Why SQL?
Every data engineer knows SQL. But stream processing has traditionally required learning specialized frameworks: Flink's DataStream API, Spark Structured Streaming's DataFrame API, or ksqlDB's custom dialect.
We wanted StreamHouse users to write plain SQL and have it work on streaming data. No new APIs. No new deployment infrastructure. Just SQL.
Why DataFusion?
Apache DataFusion is a query engine written in Rust, built on Apache Arrow for columnar in-memory processing.

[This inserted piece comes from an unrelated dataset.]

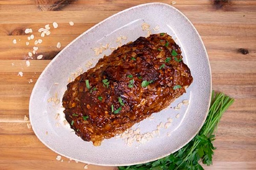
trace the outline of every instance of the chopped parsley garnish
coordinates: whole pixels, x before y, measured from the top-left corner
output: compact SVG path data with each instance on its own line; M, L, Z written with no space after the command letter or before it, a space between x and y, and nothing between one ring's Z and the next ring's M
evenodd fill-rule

It gives us:
- SQL parser and planner: Full ANSI SQL support
- Query optimizer: Predicate pushdown, projection pruning, join reordering
- Columnar execution: Arrow RecordBatches for vectorized processing
- Extensibility: Custom table providers, functions, and execution plans
DataFusion was designed for batch queries, but its architecture is flexible enough for streaming. Here's how we adapted it.
The Streaming Table Provider
In standard DataFusion, a table is a static set of files or partitions. In StreamHouse, a table is a live stream of events. We implemented a custom StreamTableProvider that:
- Registers topic schema: Maps topic fields to Arrow data types
- Provides a streaming execution plan: Instead of scanning files, it continuously polls for new records
- Tracks watermarks: Knows how far into the stream we've processed
-- Register a topic as a SQL table
CREATE STREAM clickstream (
user_id VARCHAR,
page VARCHAR,
referrer VARCHAR,
event_time TIMESTAMP
) WITH (
topic = 'clicks',
format = 'json',
timestamp_field = 'event_time'
);
-- Query it like any table
SELECT page, count(*) as views
FROM clickstream
WHERE event_time > NOW() - INTERVAL '1 hour'
GROUP BY page
ORDER BY views DESC;
Windowed Aggregations
Aggregations over unbounded streams need windows — finite time boundaries that define "group this set of events together." StreamHouse supports three window types:
Tumbling Windows
Fixed-size, non-overlapping. Every event belongs to exactly one window.
SELECT
page,
count(*) as views,
window_start,
window_end
FROM TUMBLE(clickstream, event_time, INTERVAL '5 minutes')
GROUP BY page, window_start, window_end;
- Reads batches from the stream
- Assigns each record to a window based on its timestamp
- Maintains per-window accumulators (count, sum, etc.)
- Emits completed windows when the watermark advances past the window end
Hopping Windows
Fixed-size with a smaller advance interval. Events belong to multiple overlapping windows.
-- 10-minute windows that advance every 2 minutes
SELECT
page,
count(*) as views,
avg(load_time_ms) as avg_load
FROM HOP(clickstream, event_time, INTERVAL '2 minutes', INTERVAL '10 minutes')
GROUP BY page, window_start, window_end;
Session Windows
Dynamic windows that group events close together in time, separated by gaps of inactivity. Perfect for user sessions.
SELECT
user_id,
count(*) as clicks,
min(event_time) as session_start,
max(event_time) as session_end
FROM SESSION(clickstream, event_time, INTERVAL '30 minutes')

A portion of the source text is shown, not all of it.